Bugün restoranlara bile temizliğine ilişkin belgeler asıldığını kaydeden Dülger, “infeksiyon kontrolü 2-3 senede bir değişen bir bilgi çünkü hem bakteri ve virüs bilgileri hem de buna karşı yapılan savaş değişiyor bunun için kendimizi yenilemeliyiz. Bu eğitimleri diş hekimlerine vermeye başladık aynı zamanda web sitesinde canlı olarak yayınlıyoruz. Diş hekimleri yaptıkları sterilizasyonu hastalarına gösterebilsin ve şeffaf olsun diye uluslararası bir denetleme firmasıyla beraber çalışıyoruz.
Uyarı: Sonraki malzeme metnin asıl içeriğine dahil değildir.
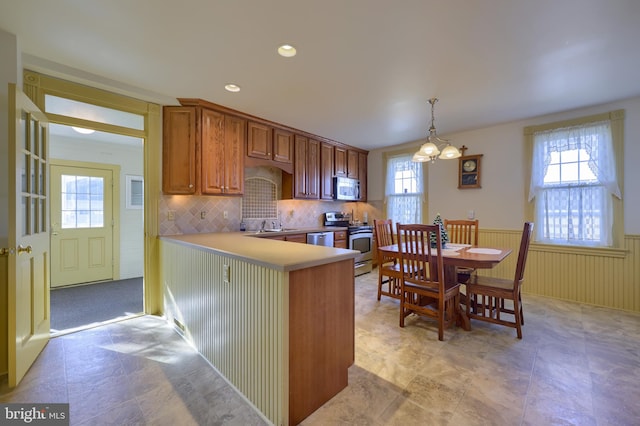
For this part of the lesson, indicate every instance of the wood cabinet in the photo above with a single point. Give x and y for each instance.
(282, 146)
(203, 152)
(352, 164)
(340, 239)
(179, 151)
(305, 181)
(269, 143)
(223, 139)
(362, 175)
(340, 161)
(326, 171)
Diş hekimleri şartlarını düzenleyerek bu belge için başvuruda bulunabiliyorlar” dedi.

Hastalar nelere dikkat etmeli ?

Hastalara da görev düştüğüne değinen Dülger, “Diş hekiminiz ağzınızla temas edecek her aleti önceden sterilize etmiş olmalıdır. En güvenilir sterilizasyon cihazı, yüksek sıcaklıkta sterilizasyon sağlayan otoklavdır. Diş hekimi, aletleri otoklavda sterilize etmelidir. Eğer hekim sterilizasyon cihazı olarak sadece kuru sıcak hava sterilizatörü kullanıyorsa her türlü alet ve malzemesini yeterince sterilize edemez” diyerek hastaları uyardı.

Hastaların diş hekimlerinde dikkat etmesi gereken konular şöyle:

1) Dişhekiminiz ve yardımcıları önlük, eldiven, maske, gözlük gibi kişisel koruyucu bariyerler kullanıyor mu?

2) Her hastadan sonra yüzeyler dezenfekte ediliyor mu ya da koruyucu örtüler değiştiriliyor mu?

3) Kullanılan sterilizasyon cihazı otoklav mı?